I also used a reward-based incentive. Assuming this draft would be around 90,000 words (it’s ended up as 81,500) I put 90 small coins in a glass, each coin representing 1000 words I had to write. Each time I wrote 1000 words, I took one of those coins out and chucked it back in my purse, but I also put a pound coin in another class. So I saw the number of words I had to write going down, and the amount of money I had to celebrate completing the draft going up. It’s a winner!
So there’s now £81 in that glass, and me and Himself will be having a night out on it this week. (I think I’m going to have to do something similar to the redraft – got to celebrate the end of that, too.)
Here’s the proof of my wordcount and a sneak peek at the first page:
Of course the other thing that helped was that this time, for the first time ever, I was working from a detailed five-page synopsis– thanks to my agent Kate Shaw for keeping on at me to do this! I found it very difficult – it took several weeks – but I will definitely try this approach again.
Inevitably, things have changed a little from the original synopsis, but the basic story is the same. I’ve changed some character details – occupation, for example. I’ve also got rid of one supporting character and introduced a new one. The other thing that’s different is that a few things I thought I could skim over in a paragraph as back story have turned out to demand full scenes of their own.
What I’ve learned is this: planning a novel out like this is difficult, and there were many points at which I felt sick, certain the idea wasn’t working and lying awake at night agonising over whether I would be able to make it work.

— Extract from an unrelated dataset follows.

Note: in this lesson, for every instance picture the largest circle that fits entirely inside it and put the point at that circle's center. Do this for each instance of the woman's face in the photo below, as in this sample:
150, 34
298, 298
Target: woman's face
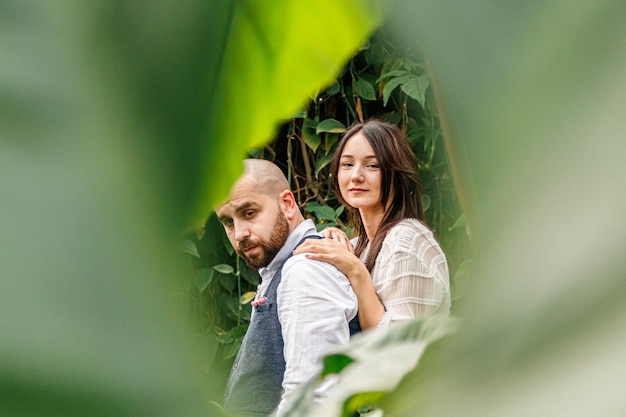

But this is EXACTLY what I usually go through halfway through writing a novel anyway. Maybe sometimes an idea doesn’t work, but surely it’s better to abandon a synopsis after a few weeks of work than to abandon 70,000 words after several months, which is what I ended up doing back in June – you can read about it here
So, I feel exhilarated having completed this draft and very excited about embarking upon what I hope will be a decent first draft. I will, of course, keep you posted.